Mesh Guidelines
When setting up a mesh for a Ray Acoustics simulation the following guidelines should be followed:
When rays may interact with curved boundaries (either reflection or refraction), the accuracy of the reinitialized ray trajectory (that is, the reinitialized wave vector k) depends on the mesh. To create a very fine mesh on curved surfaces without making the mesh unnecessarily fine elsewhere, use the Curvature factor in the Size settings window. The closer this number is to zero, the finer the mesh will be on a curved surface. A value of 0.1 seems adequate for most applications. If there are small, tightly curved surfaces in the model, it might also be necessary to reduce the Minimum element size to allow the small curvature factor to do its job.
Domains that are not included in the selection for the Ray Acoustics interface do not need to be meshed. However, a boundary mesh must always be defined wherever any boundary condition is applied. In addition, it is assumed that the speed of sound and density in all deselected domains are the Speed of sound in exterior domains and Density of exterior domains, which are specified in the physics interface Ray Release and Propagation section. Thus, media with graded or temperature-dependent material properties must always be included in the selection of the Ray Acoustics interface, and they must always be meshed.
Accumulator features (both on surfaces and on domains) work by defining additional dependent variables using constant shape functions. When using an Accumulator on a Wall, for example, the contribution from each ray is distributed uniformly over whatever boundary element it hits. If the mesh on the boundary is very fine, this will make the value of the accumulated variable look noisy unless the number of rays hitting the boundary is much larger than the number of boundary elements.
Representation of Curved Surfaces
When rays reach the boundaries of geometric entities in a model, they do not interact with an exact parameterized representation of the geometry. Rather, they propagate through the mesh elements that discretize the modeling domain and interact with the boundary elements that cover the surfaces of the geometric entities.
When the surfaces of the geometry are flat, the shape of the surface mesh is indistinguishable from the shape of the geometric entities themselves. Therefore, the fact that rays interact with the mesh instead of the geometry does not introduce any discretization error, and it is possible to accurately compute ray trajectories even when the mesh is extremely coarse.
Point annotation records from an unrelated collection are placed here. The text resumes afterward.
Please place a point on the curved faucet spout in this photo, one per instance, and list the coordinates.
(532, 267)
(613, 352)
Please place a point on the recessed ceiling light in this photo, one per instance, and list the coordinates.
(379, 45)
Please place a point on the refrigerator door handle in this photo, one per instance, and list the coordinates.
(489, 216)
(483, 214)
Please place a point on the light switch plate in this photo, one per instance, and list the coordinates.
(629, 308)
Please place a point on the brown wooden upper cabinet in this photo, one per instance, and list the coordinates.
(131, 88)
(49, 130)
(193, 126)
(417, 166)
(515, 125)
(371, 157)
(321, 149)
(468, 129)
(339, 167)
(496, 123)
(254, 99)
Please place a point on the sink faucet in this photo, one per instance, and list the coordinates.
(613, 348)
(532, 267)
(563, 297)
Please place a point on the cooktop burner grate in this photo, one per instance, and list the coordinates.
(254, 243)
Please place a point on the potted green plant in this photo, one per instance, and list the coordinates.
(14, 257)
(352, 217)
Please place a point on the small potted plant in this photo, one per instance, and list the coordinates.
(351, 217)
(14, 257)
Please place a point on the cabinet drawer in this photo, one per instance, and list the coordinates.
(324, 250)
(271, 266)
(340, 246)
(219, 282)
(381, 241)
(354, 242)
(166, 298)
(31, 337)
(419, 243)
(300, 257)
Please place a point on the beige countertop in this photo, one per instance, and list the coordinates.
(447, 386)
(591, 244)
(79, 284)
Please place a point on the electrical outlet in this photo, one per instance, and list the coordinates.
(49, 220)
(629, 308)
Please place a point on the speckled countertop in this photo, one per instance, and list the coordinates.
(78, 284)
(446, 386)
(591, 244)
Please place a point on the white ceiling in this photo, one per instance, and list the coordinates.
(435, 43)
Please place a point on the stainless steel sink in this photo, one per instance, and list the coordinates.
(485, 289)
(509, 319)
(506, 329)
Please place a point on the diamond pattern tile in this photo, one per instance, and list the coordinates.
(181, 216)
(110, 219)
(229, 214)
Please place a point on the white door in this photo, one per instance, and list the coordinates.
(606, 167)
Curved surfaces in the geometry, however, usually incur a significant amount of discretization error when predicting how rays will interact with them. The time and location at which the ray interacts with the boundary mesh element might be slightly different from the time at which it would have interacted with an exact representation of the surface. In addition, the tangential and normal directions on the boundary mesh element may differ from the tangential and normal directions on the surface, affecting the accuracy of boundary conditions that involve the tangential and normal directions, such as the Specular reflection condition.
The order of the curved mesh elements used to determine the geometry shape is controlled by the Geometry shape order list in the Model Settings section of the Settings window for the main Component node. If Automatic, the default, is selected, the curved mesh elements are usually represented by quadratic curves; in some cases, linear functions are used to prevent inverted mesh elements from being created.
The effect of the geometry shape order is most notable on a coarse mesh, as shown in Figure 8-6. The mesh elements are shown as pale gray lines in the background and the ray trajectories are represented as thick red arrows. The rays initially propagate downward and are specularly reflected by a parabolic surface. If Linear is selected from the Geometry shape order list, all rays that hit the same boundary element are specularly reflected in the same direction, as shown on the left. Even though the bottom surface is parabolic, the rays don’t all intersect at a single focus due to the discretization error. If Quadratic or Automatic is selected, rays that hit the same boundary element can still be reflected in different directions because the tangential and normal directions can vary along the surface of the curved element. As a result, the rays reflected by the parabolic surface all intersect at a well-defined focal point as expected.
Figure 8-6: Comparison of rays being specularly reflected at a curved boundary represented using linear elements (left) and quadratic elements (right).
Ray Tracing in an Imported Mesh
It is also possible to compute ray trajectories in an imported mesh. The mesh can be imported from a COMSOL Multiphysics file (.mphbin for a binary file format or .mphtxt for a text file format) or from a NASTRAN file (.nas, .bdf, .nastran, or .dat).
If the mesh is imported from a COMSOL Multiphysics file, the imported mesh always uses linear geometry shape order for the purpose of modeling ray-boundary interactions, even if the model used to generate the mesh had a higher geometry shape order.
If the mesh is imported from a NASTRAN file, the ray-boundary interactions may be modeled using either linear or higher geometry shape order. If Export as linear elements is selected when generating the NASTRAN file, or if Import as linear elements is selected when importing the file, then linear geometry shape order will be used.